Como el auto permaneció atascado y mis suplicas sobre encontrar algún alienígena que levitara mi chatarra fuera del barro un par de segundos no fueron escuchadas, mi única opción era volver a la carretera a pedir ayuda. Aunque con el frío de la noche lo último que me apetecía era plantarme a levantar el pulgar en una avenida desértica, sopesé mis opciones sin encontrar otra salida; no tenía señal, GPS o un mapa y, a esas alturas, tampoco un solo gramo de dignidad.

Así que, después de varios intentos por mover el auto como una persona civilizada (y no molerlo a palos como en realidad deseaba hacer), entendí que no tenía más opción que pedir ayuda a la antigua.

Conté dos mil  trecientos Misisipis hasta que un auto apareció a la distancia. Contar en Misisipis era un arma de doble filo, a veces me relajaba, otras, me ponía impaciente, por lo general eso sucedía cuando superaba los cien Misisipis o cuando el viento hacía que la lluvia me golpeara de lleno la cara.
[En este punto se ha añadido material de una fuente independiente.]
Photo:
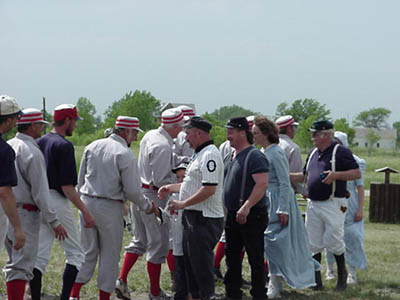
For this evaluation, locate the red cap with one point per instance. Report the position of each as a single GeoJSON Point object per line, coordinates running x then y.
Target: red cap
{"type": "Point", "coordinates": [65, 111]}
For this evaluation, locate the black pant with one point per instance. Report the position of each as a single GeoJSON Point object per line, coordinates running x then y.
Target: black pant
{"type": "Point", "coordinates": [251, 236]}
{"type": "Point", "coordinates": [200, 235]}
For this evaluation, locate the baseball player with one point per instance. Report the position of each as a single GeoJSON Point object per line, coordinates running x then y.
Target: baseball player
{"type": "Point", "coordinates": [155, 164]}
{"type": "Point", "coordinates": [104, 193]}
{"type": "Point", "coordinates": [62, 178]}
{"type": "Point", "coordinates": [328, 167]}
{"type": "Point", "coordinates": [9, 112]}
{"type": "Point", "coordinates": [32, 196]}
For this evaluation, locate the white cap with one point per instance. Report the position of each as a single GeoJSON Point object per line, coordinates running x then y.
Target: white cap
{"type": "Point", "coordinates": [8, 106]}
{"type": "Point", "coordinates": [187, 111]}
{"type": "Point", "coordinates": [285, 121]}
{"type": "Point", "coordinates": [31, 115]}
{"type": "Point", "coordinates": [128, 122]}
{"type": "Point", "coordinates": [342, 137]}
{"type": "Point", "coordinates": [250, 120]}
{"type": "Point", "coordinates": [171, 116]}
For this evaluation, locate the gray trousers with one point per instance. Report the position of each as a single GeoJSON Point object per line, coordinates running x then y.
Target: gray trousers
{"type": "Point", "coordinates": [22, 262]}
{"type": "Point", "coordinates": [148, 235]}
{"type": "Point", "coordinates": [102, 242]}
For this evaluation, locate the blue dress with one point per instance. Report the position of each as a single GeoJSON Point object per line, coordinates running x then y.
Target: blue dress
{"type": "Point", "coordinates": [287, 248]}
{"type": "Point", "coordinates": [353, 231]}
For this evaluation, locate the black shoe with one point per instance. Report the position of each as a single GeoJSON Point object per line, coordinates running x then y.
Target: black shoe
{"type": "Point", "coordinates": [218, 274]}
{"type": "Point", "coordinates": [318, 282]}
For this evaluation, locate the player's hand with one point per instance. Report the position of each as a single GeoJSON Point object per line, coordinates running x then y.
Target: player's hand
{"type": "Point", "coordinates": [241, 215]}
{"type": "Point", "coordinates": [88, 218]}
{"type": "Point", "coordinates": [60, 233]}
{"type": "Point", "coordinates": [19, 239]}
{"type": "Point", "coordinates": [283, 219]}
{"type": "Point", "coordinates": [163, 191]}
{"type": "Point", "coordinates": [358, 216]}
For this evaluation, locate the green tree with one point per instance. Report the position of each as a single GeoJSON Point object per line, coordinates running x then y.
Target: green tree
{"type": "Point", "coordinates": [396, 125]}
{"type": "Point", "coordinates": [372, 137]}
{"type": "Point", "coordinates": [303, 134]}
{"type": "Point", "coordinates": [225, 113]}
{"type": "Point", "coordinates": [140, 104]}
{"type": "Point", "coordinates": [302, 109]}
{"type": "Point", "coordinates": [87, 111]}
{"type": "Point", "coordinates": [373, 118]}
{"type": "Point", "coordinates": [342, 125]}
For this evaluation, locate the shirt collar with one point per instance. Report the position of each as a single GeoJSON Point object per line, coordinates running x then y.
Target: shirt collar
{"type": "Point", "coordinates": [25, 137]}
{"type": "Point", "coordinates": [202, 146]}
{"type": "Point", "coordinates": [118, 138]}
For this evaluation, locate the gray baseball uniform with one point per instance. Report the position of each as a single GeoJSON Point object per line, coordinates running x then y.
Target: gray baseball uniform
{"type": "Point", "coordinates": [108, 175]}
{"type": "Point", "coordinates": [155, 165]}
{"type": "Point", "coordinates": [32, 197]}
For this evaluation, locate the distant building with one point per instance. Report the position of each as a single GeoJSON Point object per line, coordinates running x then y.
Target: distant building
{"type": "Point", "coordinates": [387, 139]}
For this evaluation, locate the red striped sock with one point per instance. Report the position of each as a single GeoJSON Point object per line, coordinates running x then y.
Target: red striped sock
{"type": "Point", "coordinates": [76, 290]}
{"type": "Point", "coordinates": [129, 261]}
{"type": "Point", "coordinates": [171, 261]}
{"type": "Point", "coordinates": [104, 295]}
{"type": "Point", "coordinates": [154, 271]}
{"type": "Point", "coordinates": [16, 289]}
{"type": "Point", "coordinates": [219, 254]}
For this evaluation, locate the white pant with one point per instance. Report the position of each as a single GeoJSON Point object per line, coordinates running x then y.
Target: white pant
{"type": "Point", "coordinates": [103, 242]}
{"type": "Point", "coordinates": [325, 225]}
{"type": "Point", "coordinates": [72, 247]}
{"type": "Point", "coordinates": [3, 226]}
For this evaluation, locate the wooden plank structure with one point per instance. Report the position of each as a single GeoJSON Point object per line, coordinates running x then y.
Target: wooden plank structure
{"type": "Point", "coordinates": [384, 202]}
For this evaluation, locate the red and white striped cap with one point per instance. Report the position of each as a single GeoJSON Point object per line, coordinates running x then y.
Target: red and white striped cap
{"type": "Point", "coordinates": [285, 121]}
{"type": "Point", "coordinates": [250, 120]}
{"type": "Point", "coordinates": [187, 110]}
{"type": "Point", "coordinates": [31, 115]}
{"type": "Point", "coordinates": [128, 122]}
{"type": "Point", "coordinates": [171, 116]}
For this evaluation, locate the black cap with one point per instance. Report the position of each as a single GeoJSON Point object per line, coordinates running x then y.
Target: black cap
{"type": "Point", "coordinates": [321, 125]}
{"type": "Point", "coordinates": [238, 123]}
{"type": "Point", "coordinates": [199, 123]}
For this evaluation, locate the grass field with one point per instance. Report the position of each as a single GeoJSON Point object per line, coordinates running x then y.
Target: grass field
{"type": "Point", "coordinates": [380, 281]}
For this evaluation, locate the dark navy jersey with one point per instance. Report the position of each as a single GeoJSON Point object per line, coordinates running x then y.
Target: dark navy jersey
{"type": "Point", "coordinates": [257, 163]}
{"type": "Point", "coordinates": [59, 154]}
{"type": "Point", "coordinates": [8, 174]}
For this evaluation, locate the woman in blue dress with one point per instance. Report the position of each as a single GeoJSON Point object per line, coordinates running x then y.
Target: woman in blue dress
{"type": "Point", "coordinates": [286, 242]}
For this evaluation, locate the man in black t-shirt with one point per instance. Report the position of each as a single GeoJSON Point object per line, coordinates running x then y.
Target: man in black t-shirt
{"type": "Point", "coordinates": [61, 173]}
{"type": "Point", "coordinates": [247, 213]}
{"type": "Point", "coordinates": [327, 169]}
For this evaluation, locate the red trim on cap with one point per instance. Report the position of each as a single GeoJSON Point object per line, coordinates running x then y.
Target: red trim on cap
{"type": "Point", "coordinates": [286, 123]}
{"type": "Point", "coordinates": [173, 119]}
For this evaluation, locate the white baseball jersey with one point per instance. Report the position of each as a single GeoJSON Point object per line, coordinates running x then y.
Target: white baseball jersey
{"type": "Point", "coordinates": [206, 168]}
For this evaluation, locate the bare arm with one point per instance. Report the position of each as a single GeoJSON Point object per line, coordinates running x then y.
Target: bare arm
{"type": "Point", "coordinates": [73, 196]}
{"type": "Point", "coordinates": [10, 208]}
{"type": "Point", "coordinates": [261, 180]}
{"type": "Point", "coordinates": [297, 177]}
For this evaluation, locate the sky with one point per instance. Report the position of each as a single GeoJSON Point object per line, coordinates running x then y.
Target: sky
{"type": "Point", "coordinates": [252, 53]}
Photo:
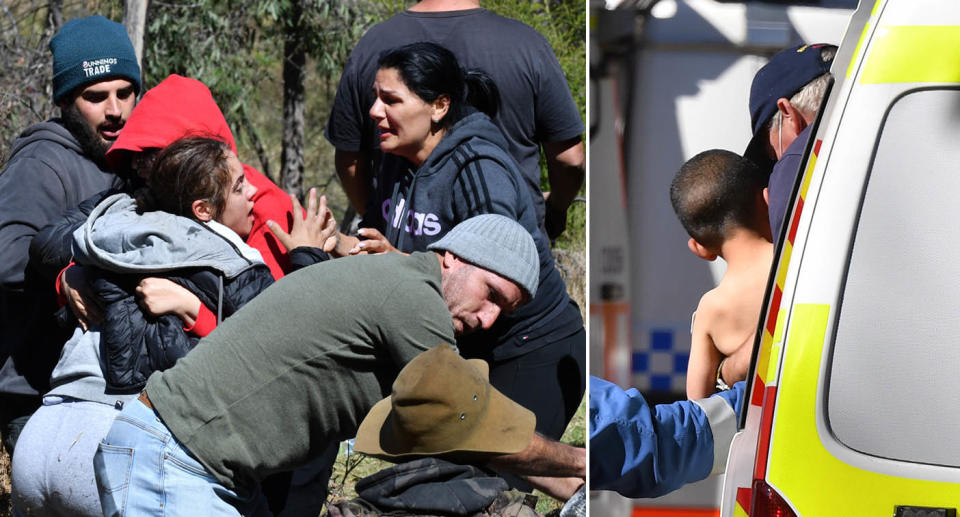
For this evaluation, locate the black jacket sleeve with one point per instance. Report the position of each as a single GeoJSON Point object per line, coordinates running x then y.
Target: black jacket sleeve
{"type": "Point", "coordinates": [134, 344]}
{"type": "Point", "coordinates": [52, 248]}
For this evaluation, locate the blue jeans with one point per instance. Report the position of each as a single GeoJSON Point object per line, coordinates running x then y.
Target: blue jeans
{"type": "Point", "coordinates": [142, 469]}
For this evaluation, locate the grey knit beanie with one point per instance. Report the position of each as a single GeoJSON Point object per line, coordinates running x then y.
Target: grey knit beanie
{"type": "Point", "coordinates": [89, 50]}
{"type": "Point", "coordinates": [498, 244]}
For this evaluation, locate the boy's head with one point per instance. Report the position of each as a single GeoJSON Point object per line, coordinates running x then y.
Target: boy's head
{"type": "Point", "coordinates": [715, 193]}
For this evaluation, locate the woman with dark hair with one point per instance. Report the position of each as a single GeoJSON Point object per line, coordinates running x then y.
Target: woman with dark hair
{"type": "Point", "coordinates": [445, 162]}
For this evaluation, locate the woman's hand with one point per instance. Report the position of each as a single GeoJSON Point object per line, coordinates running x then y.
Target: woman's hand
{"type": "Point", "coordinates": [317, 228]}
{"type": "Point", "coordinates": [76, 290]}
{"type": "Point", "coordinates": [375, 243]}
{"type": "Point", "coordinates": [160, 296]}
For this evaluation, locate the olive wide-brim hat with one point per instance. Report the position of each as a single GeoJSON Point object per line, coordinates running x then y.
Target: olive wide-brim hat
{"type": "Point", "coordinates": [444, 405]}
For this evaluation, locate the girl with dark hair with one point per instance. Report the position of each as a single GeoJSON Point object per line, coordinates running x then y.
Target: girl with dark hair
{"type": "Point", "coordinates": [445, 162]}
{"type": "Point", "coordinates": [166, 267]}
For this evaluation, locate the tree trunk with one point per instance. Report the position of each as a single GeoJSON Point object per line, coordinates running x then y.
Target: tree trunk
{"type": "Point", "coordinates": [54, 15]}
{"type": "Point", "coordinates": [294, 62]}
{"type": "Point", "coordinates": [254, 136]}
{"type": "Point", "coordinates": [135, 20]}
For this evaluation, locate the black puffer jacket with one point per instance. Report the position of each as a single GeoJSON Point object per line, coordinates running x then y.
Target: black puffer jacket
{"type": "Point", "coordinates": [134, 344]}
{"type": "Point", "coordinates": [124, 247]}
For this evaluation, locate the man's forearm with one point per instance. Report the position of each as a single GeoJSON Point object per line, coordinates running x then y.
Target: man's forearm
{"type": "Point", "coordinates": [566, 169]}
{"type": "Point", "coordinates": [544, 457]}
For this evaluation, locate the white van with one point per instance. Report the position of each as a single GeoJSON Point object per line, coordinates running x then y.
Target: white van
{"type": "Point", "coordinates": [854, 394]}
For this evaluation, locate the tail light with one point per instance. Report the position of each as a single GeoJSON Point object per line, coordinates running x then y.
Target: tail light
{"type": "Point", "coordinates": [767, 502]}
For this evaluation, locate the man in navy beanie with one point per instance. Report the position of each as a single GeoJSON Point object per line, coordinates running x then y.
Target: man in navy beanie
{"type": "Point", "coordinates": [53, 166]}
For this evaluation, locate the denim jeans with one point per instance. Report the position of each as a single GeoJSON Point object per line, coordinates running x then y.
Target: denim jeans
{"type": "Point", "coordinates": [142, 469]}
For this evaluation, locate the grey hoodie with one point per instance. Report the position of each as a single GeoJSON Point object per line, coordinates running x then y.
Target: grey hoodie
{"type": "Point", "coordinates": [46, 175]}
{"type": "Point", "coordinates": [118, 239]}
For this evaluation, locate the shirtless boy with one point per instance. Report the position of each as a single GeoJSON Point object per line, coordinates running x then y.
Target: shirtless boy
{"type": "Point", "coordinates": [720, 200]}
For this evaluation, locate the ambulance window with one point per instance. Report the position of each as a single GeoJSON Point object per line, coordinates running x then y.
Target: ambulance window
{"type": "Point", "coordinates": [894, 388]}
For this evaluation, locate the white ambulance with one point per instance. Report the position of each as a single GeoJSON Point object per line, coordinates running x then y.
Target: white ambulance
{"type": "Point", "coordinates": [854, 394]}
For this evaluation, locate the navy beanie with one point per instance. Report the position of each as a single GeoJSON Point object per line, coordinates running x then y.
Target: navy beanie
{"type": "Point", "coordinates": [89, 50]}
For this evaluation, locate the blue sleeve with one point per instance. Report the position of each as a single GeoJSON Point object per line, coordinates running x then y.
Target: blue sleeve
{"type": "Point", "coordinates": [643, 451]}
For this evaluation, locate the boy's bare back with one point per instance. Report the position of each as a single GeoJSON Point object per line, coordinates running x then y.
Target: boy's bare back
{"type": "Point", "coordinates": [726, 318]}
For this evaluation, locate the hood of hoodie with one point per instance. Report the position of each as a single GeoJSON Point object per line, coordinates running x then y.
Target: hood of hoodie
{"type": "Point", "coordinates": [51, 130]}
{"type": "Point", "coordinates": [117, 238]}
{"type": "Point", "coordinates": [475, 125]}
{"type": "Point", "coordinates": [177, 107]}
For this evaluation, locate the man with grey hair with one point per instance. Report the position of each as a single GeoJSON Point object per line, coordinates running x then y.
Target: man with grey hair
{"type": "Point", "coordinates": [784, 99]}
{"type": "Point", "coordinates": [300, 365]}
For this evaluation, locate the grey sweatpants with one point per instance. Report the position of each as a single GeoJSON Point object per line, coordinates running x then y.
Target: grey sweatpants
{"type": "Point", "coordinates": [53, 462]}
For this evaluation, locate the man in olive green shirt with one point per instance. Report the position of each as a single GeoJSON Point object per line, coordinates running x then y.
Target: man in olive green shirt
{"type": "Point", "coordinates": [300, 365]}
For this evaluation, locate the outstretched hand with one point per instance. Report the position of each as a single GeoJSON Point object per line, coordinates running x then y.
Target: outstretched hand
{"type": "Point", "coordinates": [374, 243]}
{"type": "Point", "coordinates": [160, 296]}
{"type": "Point", "coordinates": [317, 228]}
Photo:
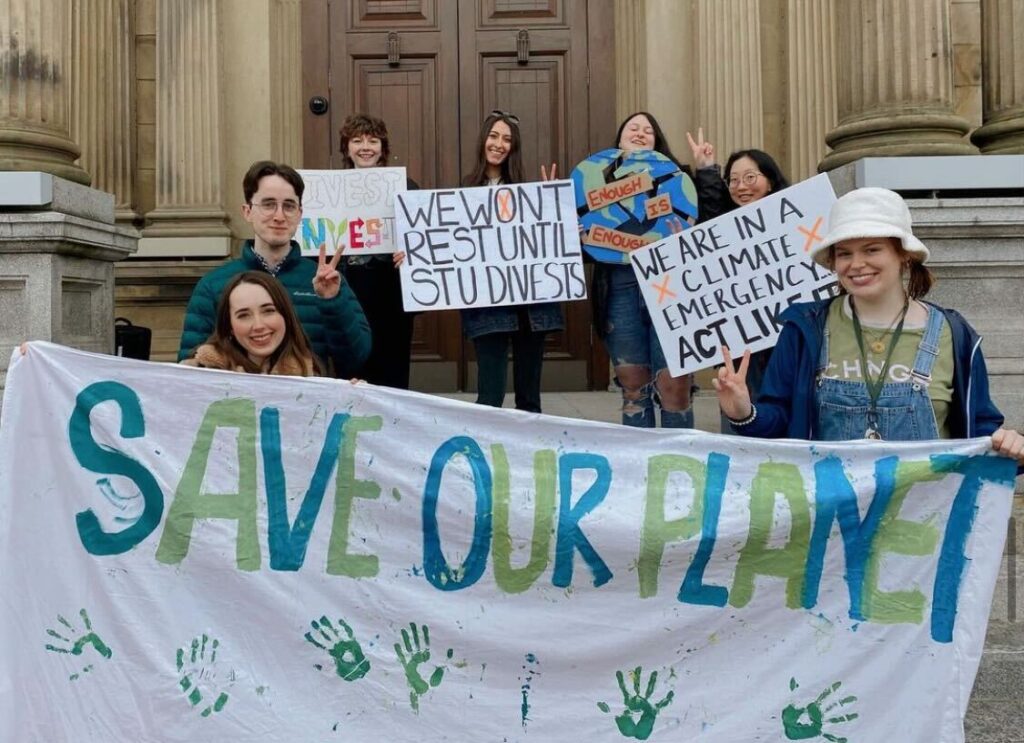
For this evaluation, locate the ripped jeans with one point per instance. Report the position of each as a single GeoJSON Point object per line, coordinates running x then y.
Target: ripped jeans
{"type": "Point", "coordinates": [632, 343]}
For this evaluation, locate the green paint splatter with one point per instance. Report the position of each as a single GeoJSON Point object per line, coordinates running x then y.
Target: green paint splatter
{"type": "Point", "coordinates": [415, 654]}
{"type": "Point", "coordinates": [637, 719]}
{"type": "Point", "coordinates": [809, 723]}
{"type": "Point", "coordinates": [74, 641]}
{"type": "Point", "coordinates": [349, 662]}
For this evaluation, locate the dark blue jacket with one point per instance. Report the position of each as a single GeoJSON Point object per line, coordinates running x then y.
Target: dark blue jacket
{"type": "Point", "coordinates": [785, 403]}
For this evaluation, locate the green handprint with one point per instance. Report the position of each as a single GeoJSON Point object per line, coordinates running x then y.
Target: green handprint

Como estaba pasando esa noche.

A la distancia, las resplandecientes luces de un auto avivaron mis esperanzas. A orillas de la carretera, di un par de saltos con el pulgar en alto para no pasar inadvertida, pero al cruzarse por mi camino el auto se limitó a arrojar un montón de agua sucia, empapándome de pies a cabeza.

Un Misisipi, dos Misisipis, tres Misisipis... Inhala, Clay. Cuatro Misisipis, cinco Misisipis... Exhala. Seis Misisipis, siete Misisipis...

Esperé unos minutos más hasta que, después de ciento cincuenta Misisipis más, un auto surgió del horizonte. Esta vez me aseguré de tener la precaución y alejarme lo suficiente para ser vista, pero no arrollada ni mojada.

Cuando el auto se detuvo, mi sorpresa fue evidente.

¡Excelente! ¿Y ahora qué? ¿Qué si resultaba ser un narcotraficante o un asesino? ¿O un narcotraficante asesino? ¿Y qué si me encuentro con un comentarista de revistas de moda?, ¿o un diseñador obsesionado con los fucsias? La última vez que me topé con uno en una cena de negocios, no me fue nada bien. No paró de contar las calorías que consumía de una sola sentada y señalar la talla de mi vestido... ¿Y si era un diseñador comentarista de programas de chismes?

¡Por favor, Jesús, que sea un narcotraficante!

Por mero instinto, protegí mi cuerpo cruzando los brazos sobre el pecho.